Since her pregnancy began in 2007 and she delivered in 2008, she and her husband had to pay the $4,000 deductible twice, as well as cover the many holes in their coverage. To avoid a likely hospital bill of at least $10,000, they opted for a home birth with a midwife that would have cost $4,500 (including prenatal care) if all went well. But unexpected expenses, even after the exhausted parents-to-be battled their insurance company to get the costs lowered, added up. Then the birth became complicated. After 12 hours of labor, the midwife sent them to the hospital. "I felt crushed that I had failed, and the money issues were definitely in the front of my mind," my friend later wrote me. That midwife's decision may have been the safe one, but it brought substantial additional costs.
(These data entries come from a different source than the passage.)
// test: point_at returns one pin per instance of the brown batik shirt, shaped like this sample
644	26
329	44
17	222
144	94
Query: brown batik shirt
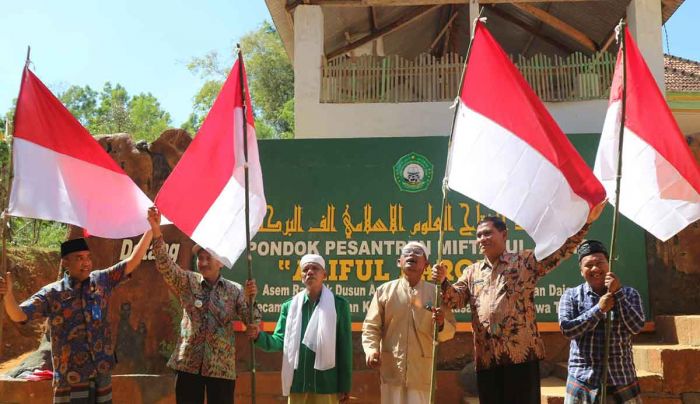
502	302
206	344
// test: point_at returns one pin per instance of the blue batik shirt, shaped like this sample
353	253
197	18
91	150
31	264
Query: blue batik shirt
582	321
81	340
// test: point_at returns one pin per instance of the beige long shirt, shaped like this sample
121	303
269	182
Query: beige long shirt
400	327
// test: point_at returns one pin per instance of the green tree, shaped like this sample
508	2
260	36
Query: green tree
270	80
147	118
113	110
82	103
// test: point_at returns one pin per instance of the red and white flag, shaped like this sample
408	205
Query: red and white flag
660	184
204	196
508	153
61	173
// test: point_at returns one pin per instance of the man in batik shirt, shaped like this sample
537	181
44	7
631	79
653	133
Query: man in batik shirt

Today, nearly two years on, they are still paying off their $15,000 in bills.

In France, by contrast, citizens aren't billed at all for the night in the delivery room or the additional three nights in a small hotellike room (where fathers can sometimes sleep on a mattress on the floor). Maternity ward staff offer breast-feeding counseling, and tend to both mother and baby in other ways. Diapers and medication are free in the hospital, as are C-sections and anesthetics, when they are necessary. So is follow-up coverage. Better yet, there are no copays for anything to do with birth, no deductibles, and no risk of having your insurance canceled just because you used it.

Even without insurance complexities to worry about, births rarely go entirely as expected. Back in the delivery room, when I saw the top of the head of my first-born boy, I awaited that cinema-meets-real-life moment when his mouth would reach the air and he would offer up a touching I-am-alive wail. Instead, the midwife had to twist his limp little body out of Chrystèle. His eyes were closed, his skin was a troubling shade of blue, and he was unconscious. She rushed him out of the room for resuscitation. His mother and I were suddenly alone in the room, in shock, amid strange feelings of anticlimax and fast-growing concern. Our baby had arrived in body, but not yet in soul.

In the U.S., in addition to mortal concern for our newborn, we would have been confronted by troubling secondary thoughts: Is the baby's resuscitation covered? Is there a copay on that? Could this affect the baby's own insurance coverage? After all, an insurance company initially denied coverage to the newborn infant of friends of mine in Venice, Calif., for a preexisting condition—even though he had just come out of a well-insured womb.

French medical care isn't perfect, and it all comes at a cost, one that my wife and her compatriots pay in taxes. French people have less cash in hand to purchase iPods, portable computers, monster trucks, and RVs, among other things. Cars are more expensive, as is gasoline. But in exchange for ending up with fewer euros in pocket, French people expect their government to provide high-quality health care that leaves them to worry about their health, rather than their coverage. And France is generally ranked at the top of global health-care rankings—and at a per-person cost that is a fraction of what we in the U.S. pay.

Health care is such a complicated topic that any system is going to need to improve itself when possible. But when your child does offer up his first wail—as did ours, less than a minute after Luka Matthew Pape was born—it is among the most unforgettable moments in a parent's life. So what is the value of that moment arriving untainted by financial concerns and arguments with insurance companies? Priceless.